Alexandra had injuries or scars to most every part of her body, including a forehead gash so deep that it exposed her skull. She weighed just 15 pounds.
Police said the home was crawling with cockroaches and the bedroom had a padlock on the door, along with a paint can police believe the children used as a toilet.
Alexandra’s brother would later tell authorities that he watched his sister eating cockroaches off the floor.
It turns out the children had been there all along.
“Rosemary said she would take the kids to (a) family member’s house when she knew DCS was coming,” police wrote. “Rosemary admitted the kids have never been to Mexico.”
One would think DCS might have known that, had it contacted the consulate the previous year. Or that if DCS couldn’t get confirmation, that the agency might have called the police to get help in finding the children.
Or maybe even showed up unannounced at the house, where DCS might have found that the parents were high and that the kids were right there all along.

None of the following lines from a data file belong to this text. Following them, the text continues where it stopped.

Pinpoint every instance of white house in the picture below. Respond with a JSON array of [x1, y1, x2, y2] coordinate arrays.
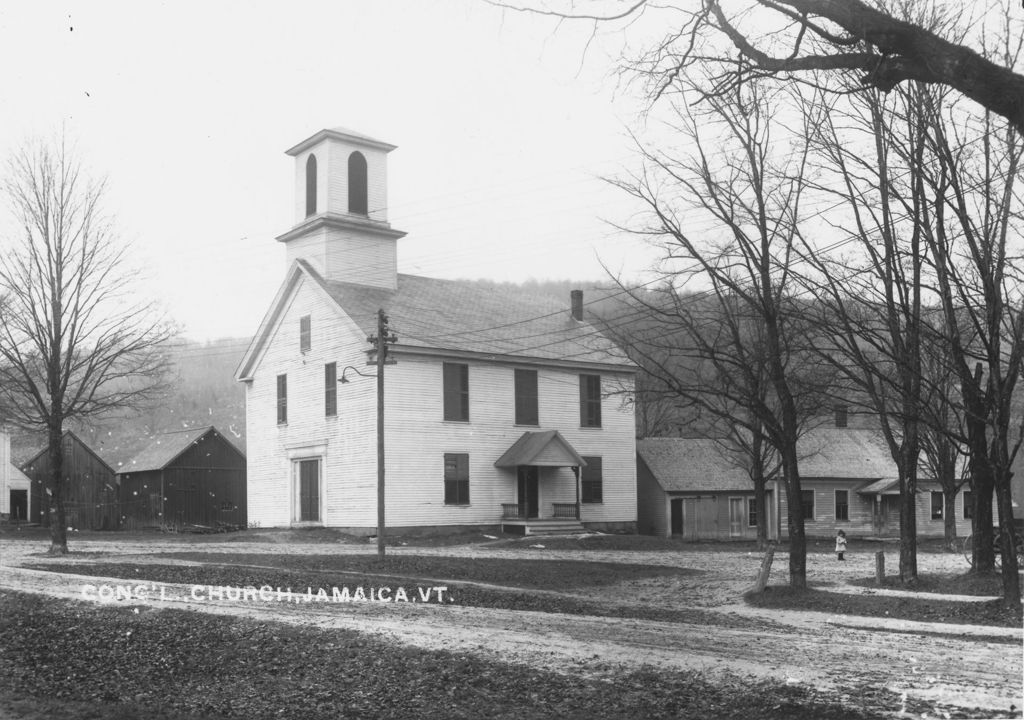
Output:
[[237, 128, 637, 534], [0, 427, 31, 520]]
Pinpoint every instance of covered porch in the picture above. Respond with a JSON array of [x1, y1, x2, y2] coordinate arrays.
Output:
[[857, 477, 900, 537], [495, 430, 587, 535]]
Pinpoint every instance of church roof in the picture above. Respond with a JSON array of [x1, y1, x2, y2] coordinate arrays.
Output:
[[285, 127, 397, 156], [307, 260, 635, 370]]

According to a summary of the case by a psychologist — brought in by DCS to consult on whether to pursue severance after Alexandra’s death — DCS never took any action.

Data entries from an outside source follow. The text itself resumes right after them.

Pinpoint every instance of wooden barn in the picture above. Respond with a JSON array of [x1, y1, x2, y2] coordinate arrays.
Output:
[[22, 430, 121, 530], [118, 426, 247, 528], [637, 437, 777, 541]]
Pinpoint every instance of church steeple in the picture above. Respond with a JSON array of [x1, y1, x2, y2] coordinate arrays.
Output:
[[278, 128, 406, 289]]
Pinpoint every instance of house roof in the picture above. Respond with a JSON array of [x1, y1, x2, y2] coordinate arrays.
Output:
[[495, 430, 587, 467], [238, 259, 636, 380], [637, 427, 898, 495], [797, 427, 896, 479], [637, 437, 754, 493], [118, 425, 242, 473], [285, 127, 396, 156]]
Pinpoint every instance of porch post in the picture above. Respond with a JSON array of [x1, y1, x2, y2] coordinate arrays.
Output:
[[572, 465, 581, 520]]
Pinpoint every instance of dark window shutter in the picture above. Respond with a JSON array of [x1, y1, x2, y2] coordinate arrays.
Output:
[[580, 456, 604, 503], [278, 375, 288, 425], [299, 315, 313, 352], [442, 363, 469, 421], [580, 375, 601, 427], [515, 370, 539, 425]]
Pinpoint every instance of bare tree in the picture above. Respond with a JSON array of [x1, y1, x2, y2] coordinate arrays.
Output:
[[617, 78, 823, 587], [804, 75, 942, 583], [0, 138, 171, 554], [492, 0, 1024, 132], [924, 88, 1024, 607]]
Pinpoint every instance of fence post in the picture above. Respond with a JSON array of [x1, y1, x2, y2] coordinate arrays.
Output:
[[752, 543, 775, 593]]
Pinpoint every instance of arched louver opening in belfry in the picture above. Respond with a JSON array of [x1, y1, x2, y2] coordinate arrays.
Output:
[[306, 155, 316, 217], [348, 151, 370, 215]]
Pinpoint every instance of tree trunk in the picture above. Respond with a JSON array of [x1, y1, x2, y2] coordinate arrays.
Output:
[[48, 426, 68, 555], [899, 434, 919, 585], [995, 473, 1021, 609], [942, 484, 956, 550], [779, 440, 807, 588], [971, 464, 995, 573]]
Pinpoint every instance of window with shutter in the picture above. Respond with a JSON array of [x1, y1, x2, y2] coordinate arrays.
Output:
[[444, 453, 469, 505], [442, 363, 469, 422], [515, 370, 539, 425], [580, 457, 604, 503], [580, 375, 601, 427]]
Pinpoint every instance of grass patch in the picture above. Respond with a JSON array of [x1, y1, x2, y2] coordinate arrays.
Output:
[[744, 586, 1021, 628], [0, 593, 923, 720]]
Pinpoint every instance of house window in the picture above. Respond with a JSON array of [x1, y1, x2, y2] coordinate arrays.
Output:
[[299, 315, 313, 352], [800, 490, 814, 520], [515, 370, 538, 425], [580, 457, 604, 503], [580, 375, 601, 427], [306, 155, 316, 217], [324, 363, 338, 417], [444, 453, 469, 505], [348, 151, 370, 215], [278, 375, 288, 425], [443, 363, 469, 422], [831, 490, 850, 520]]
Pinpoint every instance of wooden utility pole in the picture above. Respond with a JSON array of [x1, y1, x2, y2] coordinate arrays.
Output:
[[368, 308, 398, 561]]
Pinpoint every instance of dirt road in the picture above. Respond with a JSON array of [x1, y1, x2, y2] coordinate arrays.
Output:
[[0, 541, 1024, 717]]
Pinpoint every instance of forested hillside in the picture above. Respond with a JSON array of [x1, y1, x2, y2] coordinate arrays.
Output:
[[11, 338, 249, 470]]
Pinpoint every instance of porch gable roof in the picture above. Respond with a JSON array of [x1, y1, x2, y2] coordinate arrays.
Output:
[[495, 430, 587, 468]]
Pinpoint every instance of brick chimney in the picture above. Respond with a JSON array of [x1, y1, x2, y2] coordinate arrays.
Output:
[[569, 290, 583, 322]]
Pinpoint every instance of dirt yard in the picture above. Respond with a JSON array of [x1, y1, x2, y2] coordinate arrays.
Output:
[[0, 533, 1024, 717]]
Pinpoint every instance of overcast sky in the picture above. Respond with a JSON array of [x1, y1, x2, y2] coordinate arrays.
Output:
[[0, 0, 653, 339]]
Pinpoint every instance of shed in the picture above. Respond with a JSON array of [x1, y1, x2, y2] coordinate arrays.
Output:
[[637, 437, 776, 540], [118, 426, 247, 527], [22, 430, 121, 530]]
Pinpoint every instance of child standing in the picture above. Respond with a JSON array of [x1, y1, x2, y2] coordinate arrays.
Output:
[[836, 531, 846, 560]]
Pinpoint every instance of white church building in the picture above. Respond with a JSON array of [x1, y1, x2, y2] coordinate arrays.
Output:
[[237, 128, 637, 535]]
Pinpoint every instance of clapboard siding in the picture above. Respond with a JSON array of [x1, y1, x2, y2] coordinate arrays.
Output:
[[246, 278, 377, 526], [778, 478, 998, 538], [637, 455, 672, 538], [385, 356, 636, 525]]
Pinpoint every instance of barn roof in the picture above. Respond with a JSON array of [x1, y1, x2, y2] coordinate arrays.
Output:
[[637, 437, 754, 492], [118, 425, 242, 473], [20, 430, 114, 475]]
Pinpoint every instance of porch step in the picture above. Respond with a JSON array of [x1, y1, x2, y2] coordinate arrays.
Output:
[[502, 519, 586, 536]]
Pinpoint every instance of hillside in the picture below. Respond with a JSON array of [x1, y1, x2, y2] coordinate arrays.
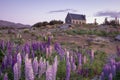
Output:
[[0, 20, 30, 28]]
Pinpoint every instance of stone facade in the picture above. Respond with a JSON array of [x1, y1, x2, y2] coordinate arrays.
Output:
[[65, 13, 86, 24]]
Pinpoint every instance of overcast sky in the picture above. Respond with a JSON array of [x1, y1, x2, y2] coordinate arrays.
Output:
[[0, 0, 120, 25]]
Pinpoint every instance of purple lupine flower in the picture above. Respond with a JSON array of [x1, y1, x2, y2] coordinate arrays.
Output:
[[46, 47, 49, 58], [25, 54, 34, 80], [39, 57, 47, 78], [17, 53, 22, 78], [108, 73, 113, 80], [90, 50, 94, 62], [103, 64, 111, 77], [111, 65, 116, 76], [33, 57, 38, 75], [83, 55, 87, 64], [53, 56, 58, 80], [116, 46, 120, 56], [12, 53, 17, 67], [70, 56, 76, 71], [3, 55, 8, 69], [65, 52, 71, 80], [78, 53, 82, 66], [110, 59, 115, 66], [47, 37, 51, 45], [115, 62, 120, 70], [24, 44, 30, 54], [100, 72, 105, 80], [46, 65, 55, 80], [4, 73, 8, 80], [54, 43, 65, 60], [13, 63, 19, 80]]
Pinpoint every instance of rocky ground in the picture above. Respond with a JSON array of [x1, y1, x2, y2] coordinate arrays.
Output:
[[0, 25, 120, 54]]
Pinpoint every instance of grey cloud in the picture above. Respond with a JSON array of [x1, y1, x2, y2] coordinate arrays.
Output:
[[95, 11, 120, 18], [49, 9, 77, 13]]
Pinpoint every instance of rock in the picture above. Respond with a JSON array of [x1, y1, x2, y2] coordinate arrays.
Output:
[[115, 35, 120, 41]]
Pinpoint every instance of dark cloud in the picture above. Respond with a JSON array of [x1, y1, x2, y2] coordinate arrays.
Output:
[[49, 9, 77, 13], [95, 11, 120, 18]]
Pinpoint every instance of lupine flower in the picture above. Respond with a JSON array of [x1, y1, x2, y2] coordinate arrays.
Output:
[[7, 55, 13, 66], [100, 72, 105, 80], [33, 57, 38, 75], [3, 55, 8, 69], [4, 73, 8, 80], [46, 65, 54, 80], [46, 47, 49, 58], [39, 57, 47, 78], [53, 56, 58, 80], [25, 54, 34, 80], [108, 73, 113, 80], [111, 65, 116, 76], [54, 43, 65, 60], [17, 53, 22, 78], [78, 53, 82, 66], [103, 64, 111, 77], [46, 56, 58, 80], [13, 63, 19, 80], [83, 55, 87, 64], [116, 46, 120, 56], [65, 52, 71, 80], [70, 56, 76, 71], [90, 50, 94, 62]]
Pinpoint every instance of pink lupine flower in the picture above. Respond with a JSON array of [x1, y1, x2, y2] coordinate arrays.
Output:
[[70, 56, 76, 71], [53, 56, 58, 80], [83, 55, 87, 64], [39, 57, 46, 78], [46, 65, 55, 80], [3, 73, 8, 80], [65, 52, 71, 80], [13, 63, 19, 80]]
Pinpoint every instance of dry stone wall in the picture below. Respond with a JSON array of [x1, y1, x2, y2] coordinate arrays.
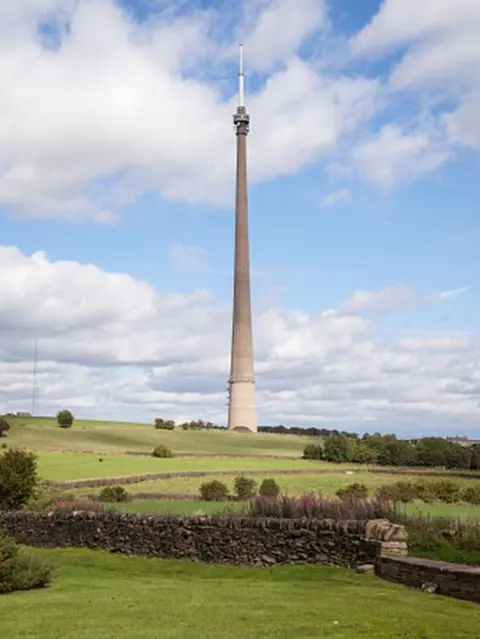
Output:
[[0, 512, 406, 567], [375, 557, 480, 603]]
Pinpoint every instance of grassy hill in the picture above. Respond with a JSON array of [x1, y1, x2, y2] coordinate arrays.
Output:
[[4, 418, 312, 457]]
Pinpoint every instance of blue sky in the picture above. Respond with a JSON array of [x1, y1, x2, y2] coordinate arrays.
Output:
[[0, 0, 480, 434]]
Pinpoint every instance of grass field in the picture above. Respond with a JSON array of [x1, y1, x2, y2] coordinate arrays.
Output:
[[107, 499, 480, 519], [75, 470, 478, 496], [38, 453, 322, 481], [8, 418, 314, 457], [0, 550, 480, 639]]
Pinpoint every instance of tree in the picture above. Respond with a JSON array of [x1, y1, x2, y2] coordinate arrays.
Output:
[[0, 417, 10, 437], [234, 477, 257, 500], [57, 410, 73, 428], [351, 442, 376, 464], [470, 444, 480, 470], [377, 439, 415, 466], [303, 444, 323, 459], [0, 448, 38, 510], [415, 437, 449, 467], [258, 478, 280, 497], [323, 433, 353, 464]]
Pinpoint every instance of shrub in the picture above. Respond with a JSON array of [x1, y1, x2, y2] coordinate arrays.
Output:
[[235, 477, 257, 500], [461, 484, 480, 506], [303, 444, 323, 459], [98, 486, 130, 503], [154, 417, 175, 430], [57, 410, 73, 428], [259, 479, 280, 497], [431, 479, 460, 504], [336, 483, 368, 499], [248, 493, 394, 521], [0, 448, 38, 510], [152, 444, 173, 459], [0, 417, 10, 437], [200, 479, 228, 501], [376, 481, 417, 504], [0, 532, 52, 594], [389, 510, 480, 564]]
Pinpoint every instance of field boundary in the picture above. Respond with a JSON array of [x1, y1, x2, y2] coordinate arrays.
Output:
[[43, 468, 355, 489], [43, 467, 480, 489]]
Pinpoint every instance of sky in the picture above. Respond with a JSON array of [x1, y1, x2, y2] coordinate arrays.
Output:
[[0, 0, 480, 436]]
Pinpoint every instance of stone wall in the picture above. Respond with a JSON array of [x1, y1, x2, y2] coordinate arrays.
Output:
[[375, 557, 480, 603], [0, 512, 406, 567]]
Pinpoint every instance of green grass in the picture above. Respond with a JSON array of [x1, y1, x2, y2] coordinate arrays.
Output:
[[8, 418, 316, 457], [0, 550, 480, 639], [80, 470, 478, 496], [111, 499, 236, 515], [38, 453, 327, 481], [109, 499, 480, 519], [404, 502, 480, 519]]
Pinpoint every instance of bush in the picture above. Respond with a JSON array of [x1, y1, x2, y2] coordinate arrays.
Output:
[[57, 410, 73, 428], [413, 480, 436, 504], [98, 486, 130, 503], [389, 510, 480, 564], [0, 448, 38, 510], [376, 481, 417, 504], [152, 444, 173, 459], [248, 493, 394, 521], [235, 477, 257, 500], [0, 417, 10, 437], [303, 444, 323, 459], [0, 532, 52, 594], [259, 479, 280, 497], [431, 479, 460, 504], [154, 417, 175, 430], [461, 484, 480, 506], [200, 479, 228, 501], [336, 483, 368, 499]]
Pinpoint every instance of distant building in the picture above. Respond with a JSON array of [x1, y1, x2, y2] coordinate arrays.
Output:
[[447, 437, 480, 446]]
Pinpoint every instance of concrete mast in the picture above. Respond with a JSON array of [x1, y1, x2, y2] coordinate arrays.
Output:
[[228, 45, 257, 433]]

“There was no additional follow-up with regard to Alexandra and (her brother) nor was contact made with the Mexican Consulate to locate the children,” she wrote.
For 11 months, the parents were able to hide Alexandra from DCS and a Superior Court juvenile judge, who apparently wasn’t prepared to back up her court order with actual consequences for ignoring it.

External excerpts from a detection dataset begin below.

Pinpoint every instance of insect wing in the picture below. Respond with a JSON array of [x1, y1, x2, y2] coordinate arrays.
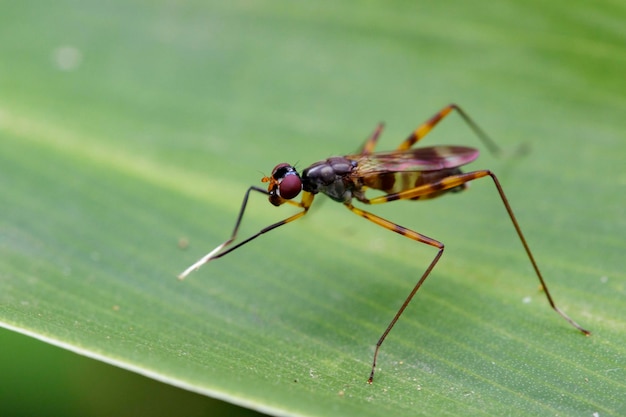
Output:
[[349, 146, 478, 176]]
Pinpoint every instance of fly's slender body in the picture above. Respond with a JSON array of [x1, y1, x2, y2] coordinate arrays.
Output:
[[179, 104, 590, 383]]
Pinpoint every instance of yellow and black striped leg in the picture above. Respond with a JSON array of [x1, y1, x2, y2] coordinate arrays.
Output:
[[178, 190, 314, 279], [397, 104, 500, 154], [354, 170, 591, 383], [344, 202, 444, 384]]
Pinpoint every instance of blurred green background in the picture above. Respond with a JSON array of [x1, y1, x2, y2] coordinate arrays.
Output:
[[0, 0, 626, 416]]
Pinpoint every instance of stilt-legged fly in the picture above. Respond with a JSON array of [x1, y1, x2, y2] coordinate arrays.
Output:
[[179, 104, 590, 383]]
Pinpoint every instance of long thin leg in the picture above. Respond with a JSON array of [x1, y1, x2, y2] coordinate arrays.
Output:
[[398, 104, 501, 155], [354, 170, 591, 383], [178, 186, 314, 280], [364, 170, 591, 326], [344, 202, 444, 384]]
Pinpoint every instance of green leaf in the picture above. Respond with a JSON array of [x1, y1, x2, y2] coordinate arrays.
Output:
[[0, 1, 626, 416]]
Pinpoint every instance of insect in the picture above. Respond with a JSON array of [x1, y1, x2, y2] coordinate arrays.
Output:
[[179, 104, 591, 384]]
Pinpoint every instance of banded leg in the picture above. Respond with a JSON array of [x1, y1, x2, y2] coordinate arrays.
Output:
[[364, 170, 591, 335], [178, 186, 314, 280], [397, 104, 501, 155], [354, 170, 591, 383], [344, 202, 444, 384]]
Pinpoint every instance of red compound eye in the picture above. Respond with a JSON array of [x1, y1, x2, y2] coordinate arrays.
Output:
[[278, 174, 302, 200]]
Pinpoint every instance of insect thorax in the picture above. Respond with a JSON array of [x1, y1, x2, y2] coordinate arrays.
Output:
[[302, 157, 357, 202]]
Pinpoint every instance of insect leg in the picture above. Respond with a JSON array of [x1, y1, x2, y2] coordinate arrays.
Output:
[[178, 186, 313, 280], [363, 170, 591, 335], [398, 104, 501, 155], [344, 202, 444, 384]]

For 11 months, that child suffered right under DCS’ nose.
Whether DCS didn’t look for those children or didn’t look hard enough, the fallout is the same.
Alexandra never made it to the ripe old age of 4.
Postscript: DCS won’t say what has happened to the other two children. Actually, other three children, as Rosemary was pregnant (and yes, on meth) when she was arrested, records indicate. The parents are in jail awaiting trial for murder, and prosecutors are seeking the death penalty.
Meanwhile, “A communication was sent to all DCS staff reinforcing the use of the Office of Child Welfare Investigations (OCWI) as a resource for additional assistance when it appears a child is missing, unsafe or information about the child’s whereabouts is being withheld.”
The “communication” was sent out on June 29, 2015 — 37 days after Alexandra died.